One of Baghdadi’s most recent achievements is her new position as one of the staff representatives for the President’s Commission on the Status of Women. She now partakes in the Publicity & Public Relations Committee and the Colloquium Committee within the organization.
Dr. Libby Gustin, Hospitality Management, Family and Consumer Sciences
Dr. Libby Gustin believes in making a difference to not only her students, but the Long Beach community as well. As an Associate Professor for Hospitality Management in Family and Consumer Sciences, she uses her connections to benefit students in need through the Campus Community Garden and the ASI Food Pantry. She also informs students and the surrounding campus community in food justice, health
concerns and cooking skills.
Her “Farm-to-Student” project, in partnership with students and the University Art Museum, promoted student education on sustainable food. She also involves service-learning in her Hospitality Management course on a sustainable food system by providing fresh produce to the community, campus food programs and food banks.
Gustin created an eleven-episode series on Beach TV addressing sustainable cooking with a focus on affordable and healthy food. Gustin funded, wrote, and with the guidance of Beach TV, filmed the entire series which aired on public TV and on YouTube. Moreover, she directed her students to service-learning projects for homeless,and recently homeless families at the Villages of Cabrillo.

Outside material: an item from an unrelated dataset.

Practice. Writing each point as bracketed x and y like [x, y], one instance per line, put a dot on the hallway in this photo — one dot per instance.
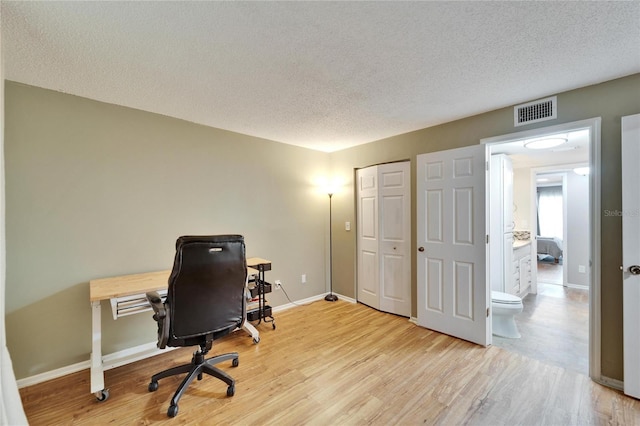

She ran cooking classes, which taught about accessing, preparing and cooking sustainable food to affordably increase nutrient intake and health.
Gustin also works to educate the community on reducing food waste by working with Food Forward and Waste Not OC to glean food from farmers markets and restaurants. For example, she enlightened restaurants about food sharing options protected under on the Good Samaritan law, which states that they can donate the food to non-profit organizations.
Miriam Mercado, Business Administration, Management
Miriam Mercado’s future goal of becoming City Manager for the city of Paramount seems inevitable. Her active involvement in local and state government service organizations, while majoring in Business
Administration with an emphasis in Management, show she is on her way to seeing her dreams become reality.
Miriam currently serves as an intern for Speaker Anthony Rendon, the Assembly member for the 63rd district. Here she works with representatives, conducts community outreach, assists community-based organizations, and organizes civic events and projects.
Mercado is an active member of two city of Paramount committees. She is a member of the Paramount Heritage Parade planning committee, which has initiated the first city parade in over 45 years. She also participated in the committee that organized the first ever Paramount Veterans Day event, while she served as an ambassador for the city’s youth. Mercado is also a recreation leader for Paramount and a member of Paramount-Tepic Sister Cities organization. In this position she works hard to educate and mentor Paramount’s youth. In Paramount-Tepic Sister Cities, she served as the high school liaison for the organization, but now is their Youth Director and Event coordinator. In her capacity as a leader, she oversees planning city-wide cleanups, setting up events and taking the lead on service-learning projects.
She also splits her time with the Paramount Lion’s Club and the Friends of the Library. As a Lion, she has volunteered in Vision and Diabetes screening events that help attendees find out if they need glasses or have diabetes. As a Friend, she promotes her local library events and the importance of reading.